The skin of Quynh’s hand contracted, or tightened, as the burn wound
healed, limiting her ability to move her fingers. Her hand had become
permanently fist-like, limiting her ability to take part in vital activities like holding a
pencil or gathering sticks.
Quynh survived her burn, but many don’t. More girls in Southeast Asia die of fires than die
of tuberculosis, HIV/AIDS and malaria combined. Girls in that region also
lose more productive years from injuries from fires than from the combined impact of HIV/AIDS and malaria. Thanks to ReSurge, Quynh received surgery that will help her lead a
normal productive life – going to school and eventually contributing to society.

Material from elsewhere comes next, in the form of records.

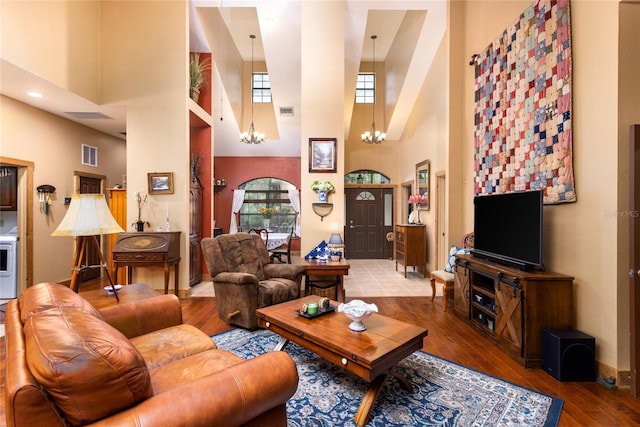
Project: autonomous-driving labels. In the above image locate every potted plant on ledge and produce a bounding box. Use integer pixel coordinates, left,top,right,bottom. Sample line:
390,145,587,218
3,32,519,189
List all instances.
311,181,336,203
189,52,211,104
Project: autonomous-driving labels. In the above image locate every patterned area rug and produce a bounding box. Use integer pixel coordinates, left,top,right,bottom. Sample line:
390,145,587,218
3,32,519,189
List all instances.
212,329,563,427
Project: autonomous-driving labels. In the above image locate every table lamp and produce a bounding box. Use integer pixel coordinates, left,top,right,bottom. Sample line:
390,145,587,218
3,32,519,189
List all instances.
51,194,124,302
327,233,344,260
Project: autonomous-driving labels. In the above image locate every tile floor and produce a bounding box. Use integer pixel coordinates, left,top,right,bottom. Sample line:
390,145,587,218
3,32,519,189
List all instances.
191,259,432,298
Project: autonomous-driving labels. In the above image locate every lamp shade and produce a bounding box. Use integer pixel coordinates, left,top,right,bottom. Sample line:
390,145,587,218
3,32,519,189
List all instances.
51,194,124,236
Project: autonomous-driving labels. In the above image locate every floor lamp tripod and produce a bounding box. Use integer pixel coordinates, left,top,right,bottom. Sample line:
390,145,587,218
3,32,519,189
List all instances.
51,194,124,302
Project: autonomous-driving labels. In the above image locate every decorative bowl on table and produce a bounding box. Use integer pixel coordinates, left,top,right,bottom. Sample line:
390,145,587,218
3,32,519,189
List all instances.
338,299,378,332
103,285,122,296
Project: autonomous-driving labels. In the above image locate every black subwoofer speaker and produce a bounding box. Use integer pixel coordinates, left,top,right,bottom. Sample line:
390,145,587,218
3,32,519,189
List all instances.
542,329,596,381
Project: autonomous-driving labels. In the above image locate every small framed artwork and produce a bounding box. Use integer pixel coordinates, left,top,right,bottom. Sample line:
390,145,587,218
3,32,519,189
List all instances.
309,138,338,172
147,172,173,194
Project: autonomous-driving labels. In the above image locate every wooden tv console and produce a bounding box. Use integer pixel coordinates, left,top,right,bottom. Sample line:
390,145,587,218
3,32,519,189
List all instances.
454,255,573,368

Volunteer surgeons completed two procedures on her hand: a burn
contracture release and a skin graft. The operations significantly improved her
hand mobility—and her quality of life. As long as billions of people around
the world cook over open fires, there will be victims like Quynh who are in
need of life-transforming reconstructive surgery. We are glad Quynh will have
not be added to the stark statistics, but has had her future restored.